While Kemp's obsession is its driving force, the novel has several contending points of focus. Sullivan, the crew's Irish fiddler, has slipped out of Bridewell to make his way to the Tyneside colliery village inhabited by the family of his dead shipmate, Billy Blair.
By chance, Kemp's gaze is travelling in the same direction, as he seeks to better exploit local magnate Lord Stanton's coal stocks. Meanwhile, celebrated abolitionist Frederick Ashton is immersing himself in the three court cases which have a bearing on the plot: a compensation suit involving the "jettisoning of cargo" (that is, the slaves thrown over the side prior to the mutiny); the trial of the mutineers; and a test case primed to establish the freedom of former slaves now domiciled in England.
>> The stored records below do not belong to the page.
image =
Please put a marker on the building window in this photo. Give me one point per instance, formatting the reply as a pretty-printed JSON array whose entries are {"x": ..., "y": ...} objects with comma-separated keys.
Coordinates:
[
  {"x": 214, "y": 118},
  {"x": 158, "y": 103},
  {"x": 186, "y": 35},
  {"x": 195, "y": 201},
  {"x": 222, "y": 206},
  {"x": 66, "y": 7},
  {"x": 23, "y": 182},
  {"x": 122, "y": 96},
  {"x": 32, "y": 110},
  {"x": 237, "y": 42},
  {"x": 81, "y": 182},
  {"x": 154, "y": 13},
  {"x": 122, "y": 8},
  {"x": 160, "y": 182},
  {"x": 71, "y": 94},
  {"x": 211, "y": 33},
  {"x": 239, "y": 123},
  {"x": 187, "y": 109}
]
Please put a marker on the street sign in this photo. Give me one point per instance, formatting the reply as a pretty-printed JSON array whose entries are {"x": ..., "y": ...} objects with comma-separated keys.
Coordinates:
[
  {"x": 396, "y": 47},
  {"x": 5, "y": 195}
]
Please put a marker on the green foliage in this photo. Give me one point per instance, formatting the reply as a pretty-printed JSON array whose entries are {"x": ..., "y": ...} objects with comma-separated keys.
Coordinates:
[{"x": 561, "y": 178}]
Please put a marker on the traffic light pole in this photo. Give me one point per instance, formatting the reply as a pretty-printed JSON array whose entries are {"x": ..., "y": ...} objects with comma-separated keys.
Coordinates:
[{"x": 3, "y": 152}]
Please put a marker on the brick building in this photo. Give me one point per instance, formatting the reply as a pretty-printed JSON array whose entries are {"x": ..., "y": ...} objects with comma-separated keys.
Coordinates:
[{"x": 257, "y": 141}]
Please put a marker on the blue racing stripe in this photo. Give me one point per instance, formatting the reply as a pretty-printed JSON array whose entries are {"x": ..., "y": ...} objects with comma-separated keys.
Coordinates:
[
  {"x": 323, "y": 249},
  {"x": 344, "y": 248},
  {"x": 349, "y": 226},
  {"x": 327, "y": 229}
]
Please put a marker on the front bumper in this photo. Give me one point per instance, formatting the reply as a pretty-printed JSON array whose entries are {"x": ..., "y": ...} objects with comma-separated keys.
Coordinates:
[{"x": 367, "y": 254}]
Kemp and Stanton are neatly juxtaposed: one a no-nonsense, upwardly mobile bourgeois who lives by plan and design; the other a genteel dilettante whose "easy paternalism" provokes Kemp's hostility, "not because he felt any great sympathy for the mining folk, but because it brought his own early struggles back to mind. He had had to scrabble for money, fight for his place in the world".
We know, of course - or think we know - what Unsworth wants us to feel about the world he has created, and the issues that run beneath it. At the same time, the fact that his characters never turn into moral ciphers is one of his greatest strengths.